Sara bit her lip. “Never mind about the cushions. Oh, Nellie, dear, don’t think of things like that! Only just try with all your might to be good. Will you, Nellie?”
“Why, certainly,” said Nellie.
Sara Wharton drove home with a very serious look on her face. She had induced Nellie to leave that dreadful house; indeed, the girl had yielded with that fatally facile willingness to do what she was told which should have forbade any of the joy that may be felt over the one sinner that repenteth. But in the glow of “saving” the poor child, it was not easy for Sara Wharton to realize that Nellie’s first experience of sin had only reached the stage of the young smoker’s disgust with his first cigar. The young lady, with her carriage and her satin cushions, had come at the right moment—the moment when the expediency of morality had forced itself upon the girl’s little, flimsy common-sense, and she was willing to go shuddering back to comfortable decency; but as for any spiritual perception of sin, and righteousness, and judgment, it did not exist.
Nellie had received her aunt’s forgiveness as though she were conferring a favor. Indeed, she sighed with some impatience when Mrs. Sherman wept over her; and she said again, fretfully, in response to Miss Wharton’s assertions that now Nellie was going to be good,—“Why certainly, yes;” and looked about wearily, as if she wished the scene might come to an end.

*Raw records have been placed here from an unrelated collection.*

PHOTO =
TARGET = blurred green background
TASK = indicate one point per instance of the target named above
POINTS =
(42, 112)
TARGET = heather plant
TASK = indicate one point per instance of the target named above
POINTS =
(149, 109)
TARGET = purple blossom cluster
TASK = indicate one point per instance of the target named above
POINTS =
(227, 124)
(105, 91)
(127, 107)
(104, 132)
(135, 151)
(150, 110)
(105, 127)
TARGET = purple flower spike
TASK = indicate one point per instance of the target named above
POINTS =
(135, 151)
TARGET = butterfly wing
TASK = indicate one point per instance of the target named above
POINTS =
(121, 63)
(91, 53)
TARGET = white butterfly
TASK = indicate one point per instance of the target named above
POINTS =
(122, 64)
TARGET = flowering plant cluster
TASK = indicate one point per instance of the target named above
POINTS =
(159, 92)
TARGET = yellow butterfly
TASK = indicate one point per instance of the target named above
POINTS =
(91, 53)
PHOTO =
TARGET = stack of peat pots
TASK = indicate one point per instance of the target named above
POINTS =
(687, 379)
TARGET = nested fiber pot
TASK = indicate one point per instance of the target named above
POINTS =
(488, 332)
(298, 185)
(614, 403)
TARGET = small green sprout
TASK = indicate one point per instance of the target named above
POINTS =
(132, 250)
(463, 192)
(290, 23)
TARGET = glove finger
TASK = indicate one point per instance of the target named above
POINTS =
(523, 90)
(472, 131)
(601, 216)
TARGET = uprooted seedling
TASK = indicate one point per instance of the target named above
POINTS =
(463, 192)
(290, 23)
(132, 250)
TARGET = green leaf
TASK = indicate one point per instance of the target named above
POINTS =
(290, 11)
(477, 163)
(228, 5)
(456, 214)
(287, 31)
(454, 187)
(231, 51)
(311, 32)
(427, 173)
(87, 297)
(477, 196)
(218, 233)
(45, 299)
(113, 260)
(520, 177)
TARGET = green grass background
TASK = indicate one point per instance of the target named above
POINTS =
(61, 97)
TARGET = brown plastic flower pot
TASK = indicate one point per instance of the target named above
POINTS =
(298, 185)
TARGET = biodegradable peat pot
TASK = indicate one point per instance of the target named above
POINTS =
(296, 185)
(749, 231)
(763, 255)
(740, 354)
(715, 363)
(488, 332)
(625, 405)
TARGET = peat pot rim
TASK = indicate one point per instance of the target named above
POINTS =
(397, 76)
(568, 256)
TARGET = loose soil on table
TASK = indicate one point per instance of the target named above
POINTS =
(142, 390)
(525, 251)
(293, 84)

“Nobody shan’t never know, my darling,” Mrs. Sherman told her, her voice breaking with tenderness; “I’ll say you’ve been away, visiting friends.”
“A’ right,” said Nellie. And neither the aunt nor the niece understood Miss Wharton’s quick protest against trying to hide one sin by another.
Sara, driving home, tired and saddened by the emotions of the afternoon, acknowledged to herself that the easy repentance was made of still less value by the easy forgiveness.
“But some day she will repent, really and truly,” she told herself; but she sighed, and dropped the window of the brougham, leaning forward to get the dash of wet, cold wind in her face. It seemed to her as though she still felt the lifeless air of those horrible halls and stairways, and the scent of musk, and tobacco smoke, and stale liquor.
“The only thing to do, the only way to save her is to love her,” Sara Wharton said to herself, “and I’m going to love her!”